Bodie kısa zamanda büyümüş, ancak Arizona ve Nevada’da altın bulunduğu haberleriyle kısa zamanda da boşalmaya başlamış bir fırsatçılar kasabası. Aslında insanlığın tarih boyunca büyük zorluklar içinde, materyal kazanç için yaşamlarını nasıl hiçe saydıklarını simgeleyen anlamlı bir yer. Altın arayıcılarının başka fırsatlara çabuk göçü zamanla kasabayı daha çok yerleşik kalmak isteyen ailelere bırakmış.

1880 li yıllarda Bodie’de nüfus, başka fırsatlara yönelenlerin göçü ile azalmaya başlamış. Yine de, 1881 yılında kasabaya kereste ve diğer malzemelerin ikmali için dar raylı bir tren yolu inşaa edilmiş. 1890 yılında, günümüzde Bergama ve benzeri yerlerde kullanılan ve halkı huzursuz eden zehirli madde, siyanür ile altın çıkartma işlemi keşfedilince, daha az yoğunluktaki madenlerden altın temini mümkün olmuş. 1892 yılında altın çıkartan Standard Şirketi o zamanlar ülkenin ilk uzun mesafeden (20km) elektrik getiren hidroelektrik santralini inşaa etmiş.

1890 lı yıllardaki teknolojik gelişmeler sayesinde yavaşlayan gerilemeye rağmen, 1910 yılında nüfus sayımı 698 kişi. 1917 de demiryolu iptal edilmiş. Nüfus 1920 de 120 kişi. 1932 yılındaki büyük yangın ise bu gerilemeyi sadece körüklemiş. Son maden ise 1942 de savaş nedeniyle kapatılmış.

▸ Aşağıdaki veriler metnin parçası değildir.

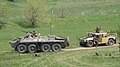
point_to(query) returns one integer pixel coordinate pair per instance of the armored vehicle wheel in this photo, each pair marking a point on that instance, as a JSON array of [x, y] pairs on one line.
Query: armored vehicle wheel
[[21, 48], [32, 48], [56, 47], [89, 44], [45, 47], [110, 42]]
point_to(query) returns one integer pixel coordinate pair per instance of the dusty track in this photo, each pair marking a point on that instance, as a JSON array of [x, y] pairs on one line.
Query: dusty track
[[88, 48]]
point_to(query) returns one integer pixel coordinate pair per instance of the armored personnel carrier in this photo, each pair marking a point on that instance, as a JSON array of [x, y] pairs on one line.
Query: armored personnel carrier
[[98, 37], [94, 39], [33, 42]]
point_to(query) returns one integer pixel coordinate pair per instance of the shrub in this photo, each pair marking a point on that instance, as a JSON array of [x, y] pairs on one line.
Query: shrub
[[2, 24]]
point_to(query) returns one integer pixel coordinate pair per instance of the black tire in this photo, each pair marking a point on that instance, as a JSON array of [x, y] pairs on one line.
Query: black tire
[[32, 48], [22, 48], [110, 42], [56, 47], [90, 44], [45, 48]]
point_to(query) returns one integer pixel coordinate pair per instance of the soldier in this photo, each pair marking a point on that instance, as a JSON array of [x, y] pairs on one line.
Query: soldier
[[98, 30], [34, 34], [28, 35]]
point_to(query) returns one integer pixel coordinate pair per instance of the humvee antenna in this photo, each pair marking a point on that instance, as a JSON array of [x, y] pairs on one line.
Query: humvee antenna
[[52, 12]]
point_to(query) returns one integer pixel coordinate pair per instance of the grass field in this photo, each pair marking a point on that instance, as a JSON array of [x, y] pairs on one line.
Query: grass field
[[80, 16]]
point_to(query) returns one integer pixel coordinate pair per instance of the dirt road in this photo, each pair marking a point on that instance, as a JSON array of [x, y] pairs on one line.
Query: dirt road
[[88, 48]]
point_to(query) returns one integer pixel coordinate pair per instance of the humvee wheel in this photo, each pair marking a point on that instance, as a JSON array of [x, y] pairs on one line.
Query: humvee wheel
[[21, 48], [32, 48], [110, 42], [56, 47], [89, 44], [45, 47]]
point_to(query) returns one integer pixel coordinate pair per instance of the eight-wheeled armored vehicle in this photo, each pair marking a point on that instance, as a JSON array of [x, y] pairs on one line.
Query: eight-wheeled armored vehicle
[[32, 42], [94, 39]]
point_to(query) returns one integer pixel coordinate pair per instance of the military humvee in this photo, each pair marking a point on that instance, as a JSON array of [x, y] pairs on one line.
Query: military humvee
[[34, 42], [94, 39]]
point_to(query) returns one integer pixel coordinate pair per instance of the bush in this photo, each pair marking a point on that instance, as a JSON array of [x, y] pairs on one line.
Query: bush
[[24, 24], [2, 24]]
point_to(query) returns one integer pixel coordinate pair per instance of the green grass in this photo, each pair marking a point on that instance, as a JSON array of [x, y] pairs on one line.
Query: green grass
[[81, 16]]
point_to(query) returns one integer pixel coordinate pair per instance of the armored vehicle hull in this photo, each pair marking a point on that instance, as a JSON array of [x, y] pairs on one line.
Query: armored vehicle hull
[[39, 43]]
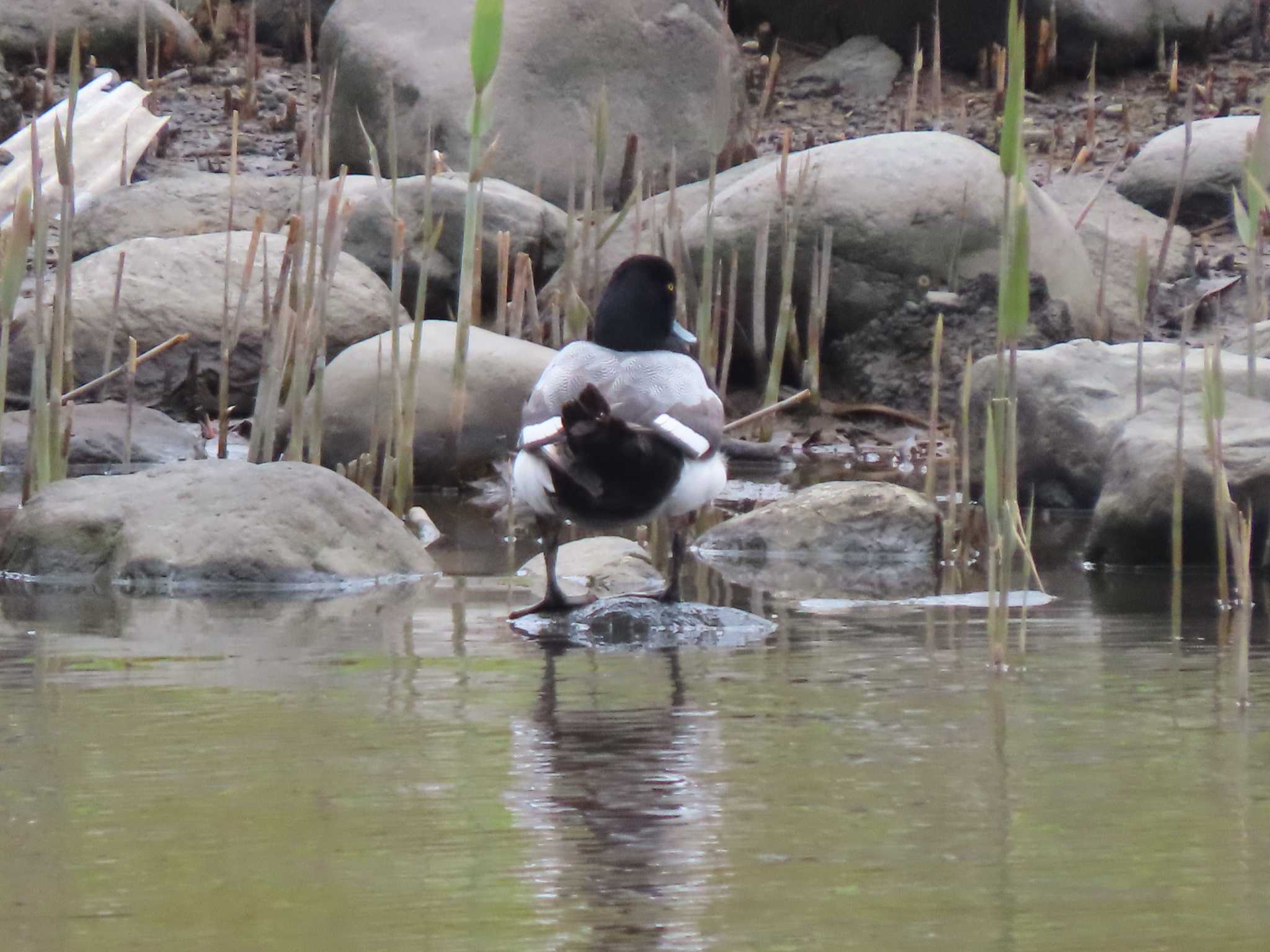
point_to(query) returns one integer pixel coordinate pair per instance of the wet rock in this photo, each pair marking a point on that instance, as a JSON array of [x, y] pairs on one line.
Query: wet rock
[[1237, 340], [1127, 32], [607, 565], [500, 372], [864, 537], [177, 284], [538, 229], [660, 64], [1133, 519], [97, 437], [1075, 399], [861, 70], [633, 622], [213, 523], [895, 206], [1126, 226], [110, 25], [1215, 164], [191, 205]]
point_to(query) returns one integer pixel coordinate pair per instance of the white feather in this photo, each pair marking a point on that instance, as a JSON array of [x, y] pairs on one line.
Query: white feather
[[682, 434], [700, 482], [533, 485], [541, 432]]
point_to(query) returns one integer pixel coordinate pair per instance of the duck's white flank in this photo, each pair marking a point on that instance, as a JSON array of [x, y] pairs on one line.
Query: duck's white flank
[[700, 482]]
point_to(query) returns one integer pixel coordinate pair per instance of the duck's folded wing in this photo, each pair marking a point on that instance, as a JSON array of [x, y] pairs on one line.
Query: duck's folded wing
[[655, 391]]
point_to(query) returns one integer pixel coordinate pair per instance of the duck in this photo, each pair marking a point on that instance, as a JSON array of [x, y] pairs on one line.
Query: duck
[[621, 430]]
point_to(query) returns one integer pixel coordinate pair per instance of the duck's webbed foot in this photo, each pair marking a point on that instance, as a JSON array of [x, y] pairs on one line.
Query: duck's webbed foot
[[553, 602]]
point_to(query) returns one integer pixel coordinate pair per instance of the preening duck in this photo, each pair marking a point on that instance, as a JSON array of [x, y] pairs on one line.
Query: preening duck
[[624, 430]]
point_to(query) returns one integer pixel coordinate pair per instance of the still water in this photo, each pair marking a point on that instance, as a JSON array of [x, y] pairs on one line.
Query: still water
[[397, 770]]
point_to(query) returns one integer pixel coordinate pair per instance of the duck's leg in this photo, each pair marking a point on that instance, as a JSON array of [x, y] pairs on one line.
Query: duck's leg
[[678, 546], [554, 599]]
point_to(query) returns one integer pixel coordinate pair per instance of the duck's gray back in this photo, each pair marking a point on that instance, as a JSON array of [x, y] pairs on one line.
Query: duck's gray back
[[639, 387]]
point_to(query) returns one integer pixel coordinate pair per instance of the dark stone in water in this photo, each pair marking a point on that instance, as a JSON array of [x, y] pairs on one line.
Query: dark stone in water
[[634, 622]]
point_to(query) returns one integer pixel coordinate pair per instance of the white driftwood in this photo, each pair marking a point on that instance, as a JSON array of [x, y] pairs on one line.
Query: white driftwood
[[109, 116]]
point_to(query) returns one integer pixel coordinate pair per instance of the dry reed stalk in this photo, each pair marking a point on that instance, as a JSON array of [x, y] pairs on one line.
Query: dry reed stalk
[[934, 428], [729, 322], [223, 404], [278, 343], [505, 255], [758, 298], [128, 402], [174, 340], [768, 412]]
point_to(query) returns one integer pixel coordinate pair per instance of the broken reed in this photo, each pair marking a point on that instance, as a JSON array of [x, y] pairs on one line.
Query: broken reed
[[1006, 532]]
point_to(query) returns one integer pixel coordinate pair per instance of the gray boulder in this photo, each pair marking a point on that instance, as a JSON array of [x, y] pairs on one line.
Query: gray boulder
[[1126, 31], [500, 374], [1126, 225], [177, 284], [607, 565], [213, 523], [1215, 164], [1133, 519], [197, 203], [110, 27], [653, 211], [861, 71], [671, 70], [895, 206], [858, 537], [1075, 400], [97, 437], [538, 229]]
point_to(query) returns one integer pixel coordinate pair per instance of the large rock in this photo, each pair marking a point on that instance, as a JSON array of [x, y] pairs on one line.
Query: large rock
[[671, 70], [652, 211], [97, 437], [1127, 31], [1215, 164], [197, 203], [213, 523], [1075, 400], [538, 229], [1124, 225], [177, 284], [1133, 519], [868, 539], [110, 27], [895, 206], [607, 565], [861, 71], [500, 374]]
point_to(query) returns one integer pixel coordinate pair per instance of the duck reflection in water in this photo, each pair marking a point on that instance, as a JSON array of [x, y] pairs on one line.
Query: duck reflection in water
[[621, 803]]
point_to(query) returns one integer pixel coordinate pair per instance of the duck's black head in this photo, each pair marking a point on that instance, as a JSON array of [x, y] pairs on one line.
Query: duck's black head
[[637, 310]]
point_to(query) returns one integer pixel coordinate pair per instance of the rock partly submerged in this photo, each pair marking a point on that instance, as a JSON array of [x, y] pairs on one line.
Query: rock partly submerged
[[1075, 400], [606, 565], [634, 622], [213, 523], [500, 374], [1133, 518], [860, 539]]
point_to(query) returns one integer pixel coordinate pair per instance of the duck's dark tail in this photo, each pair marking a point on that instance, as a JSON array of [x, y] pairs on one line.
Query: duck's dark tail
[[611, 470]]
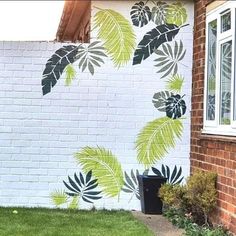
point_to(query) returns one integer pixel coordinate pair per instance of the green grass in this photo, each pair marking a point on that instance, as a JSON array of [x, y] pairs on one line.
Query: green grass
[[48, 222]]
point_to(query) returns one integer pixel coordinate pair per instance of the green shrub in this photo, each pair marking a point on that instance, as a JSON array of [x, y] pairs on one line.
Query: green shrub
[[197, 198]]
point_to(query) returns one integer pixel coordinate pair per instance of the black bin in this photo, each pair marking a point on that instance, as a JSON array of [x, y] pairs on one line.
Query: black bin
[[149, 186]]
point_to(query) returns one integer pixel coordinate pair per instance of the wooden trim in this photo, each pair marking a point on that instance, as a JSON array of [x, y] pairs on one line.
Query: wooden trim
[[75, 21]]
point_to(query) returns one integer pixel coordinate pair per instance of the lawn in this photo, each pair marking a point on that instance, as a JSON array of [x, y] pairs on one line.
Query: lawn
[[47, 222]]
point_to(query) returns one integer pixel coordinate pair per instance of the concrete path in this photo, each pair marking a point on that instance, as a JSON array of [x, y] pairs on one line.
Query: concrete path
[[158, 224]]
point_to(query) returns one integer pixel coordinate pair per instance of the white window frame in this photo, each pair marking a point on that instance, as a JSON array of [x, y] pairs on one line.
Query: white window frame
[[213, 126]]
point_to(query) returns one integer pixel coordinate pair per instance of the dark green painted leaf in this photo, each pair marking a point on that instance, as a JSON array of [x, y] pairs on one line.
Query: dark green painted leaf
[[175, 107], [159, 12], [172, 178], [56, 65], [69, 187], [88, 176], [163, 170], [173, 174], [156, 171], [86, 185], [81, 178], [159, 100], [73, 184], [91, 56], [77, 180], [153, 39], [140, 14]]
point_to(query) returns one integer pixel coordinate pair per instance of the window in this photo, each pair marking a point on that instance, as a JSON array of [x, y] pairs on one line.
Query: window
[[220, 76]]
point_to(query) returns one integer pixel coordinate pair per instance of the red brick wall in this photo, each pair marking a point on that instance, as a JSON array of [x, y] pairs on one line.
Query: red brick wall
[[211, 153]]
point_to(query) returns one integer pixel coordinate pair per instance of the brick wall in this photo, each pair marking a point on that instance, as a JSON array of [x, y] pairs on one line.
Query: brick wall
[[211, 153], [39, 134]]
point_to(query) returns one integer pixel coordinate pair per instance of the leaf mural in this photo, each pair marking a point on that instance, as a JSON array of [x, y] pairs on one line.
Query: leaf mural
[[131, 184], [176, 14], [91, 56], [159, 12], [70, 74], [153, 39], [83, 188], [172, 178], [117, 34], [156, 138], [105, 166], [169, 58], [56, 65], [175, 83], [159, 100], [140, 14], [175, 107]]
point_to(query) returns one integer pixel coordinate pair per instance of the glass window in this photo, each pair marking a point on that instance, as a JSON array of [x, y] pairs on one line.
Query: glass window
[[226, 22], [211, 71], [225, 86]]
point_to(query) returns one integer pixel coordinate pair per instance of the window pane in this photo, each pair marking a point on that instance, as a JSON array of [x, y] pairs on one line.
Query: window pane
[[225, 87], [211, 71], [225, 22]]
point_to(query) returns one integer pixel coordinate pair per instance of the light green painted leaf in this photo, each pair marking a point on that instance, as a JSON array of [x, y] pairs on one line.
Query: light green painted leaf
[[175, 83], [156, 138], [74, 204], [70, 74], [105, 166], [176, 14], [58, 197], [117, 34]]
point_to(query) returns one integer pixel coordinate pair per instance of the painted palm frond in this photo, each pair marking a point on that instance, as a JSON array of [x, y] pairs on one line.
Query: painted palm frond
[[106, 168], [117, 34], [176, 14], [131, 184], [83, 187], [70, 74], [175, 83], [156, 138], [173, 177], [168, 58], [91, 56], [59, 198]]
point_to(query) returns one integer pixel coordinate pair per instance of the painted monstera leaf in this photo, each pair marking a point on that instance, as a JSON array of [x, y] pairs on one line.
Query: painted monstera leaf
[[91, 56], [140, 14], [175, 107], [105, 166], [159, 12], [131, 184], [117, 34], [56, 65], [156, 138], [176, 14], [168, 58], [153, 39], [174, 177], [159, 100], [83, 187]]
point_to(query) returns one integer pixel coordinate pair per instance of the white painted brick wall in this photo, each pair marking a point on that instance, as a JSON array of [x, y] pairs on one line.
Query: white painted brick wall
[[38, 135]]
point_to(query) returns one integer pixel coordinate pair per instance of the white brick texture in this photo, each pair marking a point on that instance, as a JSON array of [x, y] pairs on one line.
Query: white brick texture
[[39, 134]]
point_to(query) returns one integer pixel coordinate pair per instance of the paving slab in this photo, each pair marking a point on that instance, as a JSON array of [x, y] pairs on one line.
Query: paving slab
[[158, 224]]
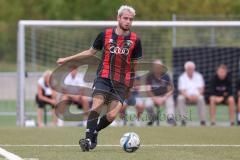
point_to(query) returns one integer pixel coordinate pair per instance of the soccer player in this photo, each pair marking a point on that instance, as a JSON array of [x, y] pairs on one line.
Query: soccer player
[[221, 92], [45, 96], [121, 49]]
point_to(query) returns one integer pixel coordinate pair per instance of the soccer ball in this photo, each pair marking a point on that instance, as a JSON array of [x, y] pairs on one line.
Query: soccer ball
[[130, 142]]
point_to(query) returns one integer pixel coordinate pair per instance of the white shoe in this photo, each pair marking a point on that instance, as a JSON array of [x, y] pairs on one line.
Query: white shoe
[[114, 124], [137, 123], [60, 123]]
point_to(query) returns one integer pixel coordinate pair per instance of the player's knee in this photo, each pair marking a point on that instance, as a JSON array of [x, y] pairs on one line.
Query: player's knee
[[212, 99], [231, 100], [111, 116]]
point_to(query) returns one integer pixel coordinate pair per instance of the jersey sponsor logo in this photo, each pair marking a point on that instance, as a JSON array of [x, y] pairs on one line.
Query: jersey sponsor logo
[[114, 49], [118, 50]]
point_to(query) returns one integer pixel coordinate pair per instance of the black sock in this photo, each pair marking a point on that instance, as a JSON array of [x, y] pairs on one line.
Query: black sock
[[103, 123], [91, 124]]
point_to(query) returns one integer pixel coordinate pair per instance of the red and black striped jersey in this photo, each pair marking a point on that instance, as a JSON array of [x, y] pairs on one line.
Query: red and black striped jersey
[[118, 54]]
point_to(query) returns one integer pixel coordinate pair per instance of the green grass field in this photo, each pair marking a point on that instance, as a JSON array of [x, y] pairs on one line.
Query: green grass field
[[55, 138]]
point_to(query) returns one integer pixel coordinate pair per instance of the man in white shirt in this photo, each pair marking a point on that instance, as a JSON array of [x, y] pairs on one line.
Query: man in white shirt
[[76, 78], [45, 96], [191, 89]]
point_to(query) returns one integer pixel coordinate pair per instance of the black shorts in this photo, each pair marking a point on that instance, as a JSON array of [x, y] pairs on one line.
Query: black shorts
[[110, 90], [42, 104]]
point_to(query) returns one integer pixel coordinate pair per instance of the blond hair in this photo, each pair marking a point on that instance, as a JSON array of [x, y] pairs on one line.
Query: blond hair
[[124, 8]]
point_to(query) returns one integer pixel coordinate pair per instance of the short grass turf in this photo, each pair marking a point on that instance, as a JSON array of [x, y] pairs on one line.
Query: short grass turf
[[148, 135]]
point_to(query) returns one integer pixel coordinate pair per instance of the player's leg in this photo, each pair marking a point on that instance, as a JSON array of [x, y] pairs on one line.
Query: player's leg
[[54, 117], [39, 117], [150, 110], [238, 110], [89, 142], [40, 107], [114, 108], [85, 105], [231, 106], [140, 108], [122, 114], [201, 110]]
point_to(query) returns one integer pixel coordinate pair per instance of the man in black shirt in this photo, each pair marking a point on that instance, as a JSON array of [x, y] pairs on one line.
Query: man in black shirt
[[221, 92]]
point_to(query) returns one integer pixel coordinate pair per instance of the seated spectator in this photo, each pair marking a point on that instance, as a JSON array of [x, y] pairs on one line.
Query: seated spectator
[[159, 94], [45, 96], [221, 92], [76, 78], [191, 89], [133, 100]]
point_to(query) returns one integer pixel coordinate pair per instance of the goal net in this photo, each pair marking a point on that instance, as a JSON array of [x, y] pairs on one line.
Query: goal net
[[207, 43]]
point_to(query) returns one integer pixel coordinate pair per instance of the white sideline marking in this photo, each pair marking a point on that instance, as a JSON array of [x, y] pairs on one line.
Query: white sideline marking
[[9, 155], [114, 145]]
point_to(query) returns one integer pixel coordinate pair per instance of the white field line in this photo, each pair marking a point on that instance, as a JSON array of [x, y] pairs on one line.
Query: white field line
[[115, 145], [9, 155]]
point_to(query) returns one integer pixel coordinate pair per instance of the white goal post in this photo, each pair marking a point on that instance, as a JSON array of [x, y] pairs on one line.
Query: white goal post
[[22, 24]]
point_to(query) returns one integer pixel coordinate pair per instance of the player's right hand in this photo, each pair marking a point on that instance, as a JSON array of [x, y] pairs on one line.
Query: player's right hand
[[61, 60]]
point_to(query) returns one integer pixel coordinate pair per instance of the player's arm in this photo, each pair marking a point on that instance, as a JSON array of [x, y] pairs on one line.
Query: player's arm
[[87, 53], [96, 46]]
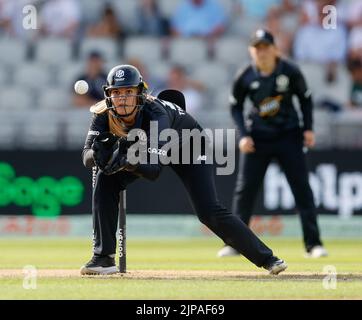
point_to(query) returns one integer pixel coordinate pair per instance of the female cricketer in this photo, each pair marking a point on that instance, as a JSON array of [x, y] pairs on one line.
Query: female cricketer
[[128, 106]]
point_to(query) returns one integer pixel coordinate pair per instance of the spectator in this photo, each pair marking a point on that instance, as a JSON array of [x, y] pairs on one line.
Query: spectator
[[60, 18], [250, 15], [200, 18], [95, 77], [354, 21], [11, 19], [193, 90], [149, 19], [107, 27], [355, 68], [155, 85], [317, 44]]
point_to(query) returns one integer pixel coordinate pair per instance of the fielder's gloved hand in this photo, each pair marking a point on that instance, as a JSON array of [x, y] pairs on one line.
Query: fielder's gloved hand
[[103, 147], [118, 160]]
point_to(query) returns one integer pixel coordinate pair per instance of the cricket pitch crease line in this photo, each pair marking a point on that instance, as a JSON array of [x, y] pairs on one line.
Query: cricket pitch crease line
[[184, 275]]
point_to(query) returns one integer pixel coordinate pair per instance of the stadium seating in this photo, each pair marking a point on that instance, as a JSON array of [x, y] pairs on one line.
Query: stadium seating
[[188, 51], [32, 75], [13, 51], [232, 51], [109, 48], [55, 99], [53, 51]]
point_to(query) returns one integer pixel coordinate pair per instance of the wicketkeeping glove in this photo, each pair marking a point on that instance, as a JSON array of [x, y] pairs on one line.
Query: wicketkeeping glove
[[103, 146], [118, 161]]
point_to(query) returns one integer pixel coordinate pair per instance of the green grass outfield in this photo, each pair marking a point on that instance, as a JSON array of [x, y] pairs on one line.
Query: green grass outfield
[[177, 269]]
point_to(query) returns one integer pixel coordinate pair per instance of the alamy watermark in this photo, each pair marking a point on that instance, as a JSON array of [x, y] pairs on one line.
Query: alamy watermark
[[30, 277], [330, 19], [188, 146]]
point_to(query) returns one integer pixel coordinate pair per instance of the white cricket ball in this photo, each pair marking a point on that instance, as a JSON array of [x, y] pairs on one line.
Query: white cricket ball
[[81, 87]]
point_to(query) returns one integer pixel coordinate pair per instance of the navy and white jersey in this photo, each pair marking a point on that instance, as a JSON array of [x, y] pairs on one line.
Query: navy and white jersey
[[167, 115], [272, 112]]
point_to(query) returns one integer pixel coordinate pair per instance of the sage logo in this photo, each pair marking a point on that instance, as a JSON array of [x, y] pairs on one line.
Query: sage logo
[[45, 195]]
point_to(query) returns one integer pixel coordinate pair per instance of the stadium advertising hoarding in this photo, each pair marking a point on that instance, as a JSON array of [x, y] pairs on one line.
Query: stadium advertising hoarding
[[52, 183]]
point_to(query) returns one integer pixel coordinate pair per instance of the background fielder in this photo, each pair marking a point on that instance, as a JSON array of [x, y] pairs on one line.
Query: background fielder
[[272, 130]]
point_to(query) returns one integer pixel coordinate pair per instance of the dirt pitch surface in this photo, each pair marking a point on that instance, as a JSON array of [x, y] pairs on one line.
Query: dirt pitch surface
[[184, 275]]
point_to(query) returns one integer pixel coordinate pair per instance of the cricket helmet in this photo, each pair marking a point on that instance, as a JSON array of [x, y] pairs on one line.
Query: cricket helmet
[[125, 76]]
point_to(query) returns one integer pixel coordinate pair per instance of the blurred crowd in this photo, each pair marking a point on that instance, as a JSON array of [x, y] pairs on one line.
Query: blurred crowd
[[330, 55]]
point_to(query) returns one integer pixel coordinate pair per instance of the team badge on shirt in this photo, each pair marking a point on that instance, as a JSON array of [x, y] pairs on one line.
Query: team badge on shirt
[[270, 106], [282, 82]]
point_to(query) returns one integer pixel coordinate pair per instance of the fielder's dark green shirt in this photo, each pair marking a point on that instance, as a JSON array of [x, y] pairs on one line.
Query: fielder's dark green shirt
[[273, 111]]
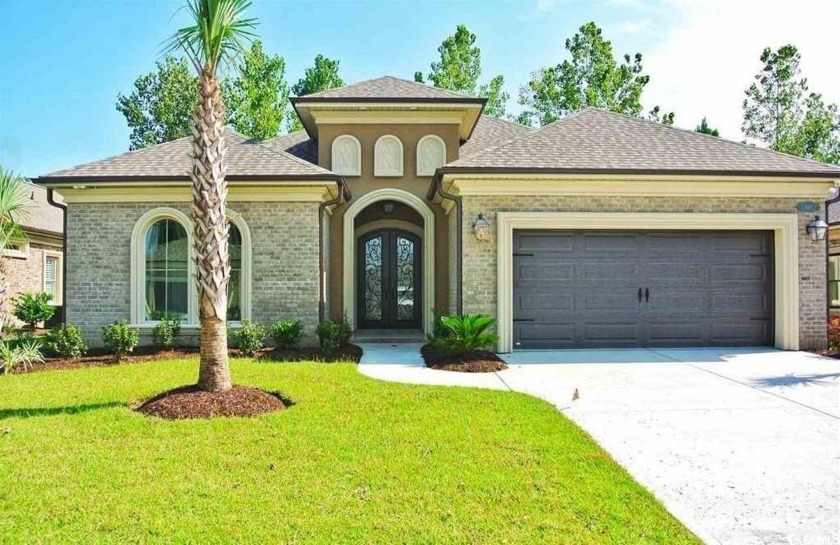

Bugün Bodie, vahşi batının gerçek anlamda bir hayalet kasabası.. Ayakta kalmış ve yavaşça çürümekte olan 110 kadar yapısı, ve bir çok madenden geri kalan girilmesi yasak bir altın maden ocağı ile ziyaretçilerin ilgiyle geldiği üzgün bir yer. Bodie'nin üzgün oluşu yaşanmış tarihinde yazılmış adeta..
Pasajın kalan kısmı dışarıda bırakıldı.